March 6, 2008

Zenith Handcrafted TVs (Apr, 1965)

Filed under: Advertisements, Television — @ 1:54 am
Source: Time ( More articles from this issue )
Issue: Apr, 1965

This ad pretty much sums up why there are no more American television manufacturers. They are actually advertising the fact that they don’t use circuit boards and that all of their electronics are hand assembled!

BUILT BETTER… to last longer!

Every Zenith portable TV is Handcrafted —built better to last longer. There are no printed circuits. No production shortcuts. Every connection is carefully handwired. This kind of dedication to quality has made Zenith America’s largest selling TV. It is one of the important reasons why Zenith TV gives you finer performance. Fewer service problems. Greater operating dependability. And a sharper, clearer picture, year after year. Don’t settle for less than Zenith—the Handcrafted TV.

ZENITH
The quality goes in before the name goes on

7 Comments »

  1. I love the concept that a mass production PCB is more unreliable compared to a bloke with a soldering iron :)

    Comment by HairyFriend — March 6, 2008 @ 7:09 am

  2. I only recently got rid of my Zenith TV, only because I didn’t feel like looking for a replacement tube (not picture tube, just one of the tubes). I’d gotten it over twenty years ago from my Grandmother who had bought it in the ’60s. In fact, it looked quite a bit like the one in the ad. I never had a problem until that tube died. Even then, I mostly only lost ‘red’.

    OTOH, I’m on my fourth solid-state TV. They seemed to be designed with a limited life span and are now cheaper to replace than repair.

    Comment by nurbles — March 6, 2008 @ 7:24 am

  3. And Zenith ate it’s words in the 1970’s by joining everyone else making modern printed circuit tv’s

    Now Zenith, along with RCA are Wal*Mart disposable crap.

    Comment by albear — March 6, 2008 @ 10:12 am

  4. Circuit boards at that time were not all reliable and weren’t trusted. you have to keep in mind things have changed… don’t judge any articles on this page by today standers.
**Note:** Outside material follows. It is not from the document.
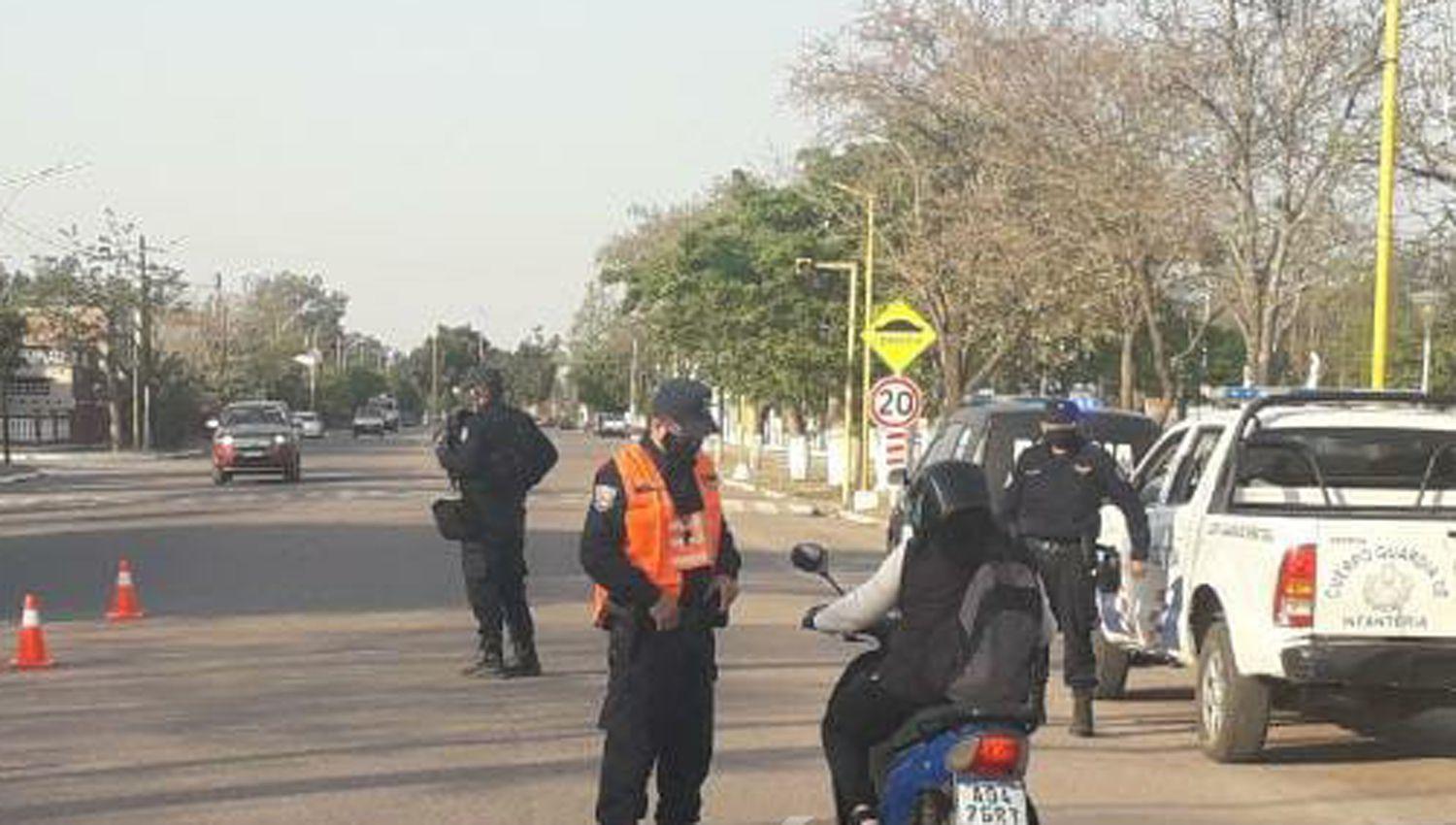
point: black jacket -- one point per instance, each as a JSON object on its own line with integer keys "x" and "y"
{"x": 603, "y": 537}
{"x": 1059, "y": 496}
{"x": 497, "y": 455}
{"x": 920, "y": 653}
    Comment by Larry — March 6, 2008 @ 3:23 pm

  5. Everytime I hear “The quality goes in before the name goes on” I think “because the name goes on last”.

    Comment by jayessell — March 7, 2008 @ 11:31 am

  6. Well actually a good solid state TV should last for 30 years at least. Maybe capacitors dry out, but that can be fixed.

    I don’t know how long those LCD-based TVs will hold. I guess eventually the backlight will fail.

    It is noteworthy that most failures of TV sets are in the power supply or deflection anyhow.

    Comment by Casandro — March 9, 2008 @ 1:46 am

  7. Ohh last monday I talked to one of the main ingeneers of Telefunken, a back then famous german company. The US were the last to have hand-wired TV-sets, according to him. That also meant that those sets were simply gigantic. Every other country made way smaller TV-sets, maybe except for Brasil where they needed special power supplies to handle large changes in the supply voltage.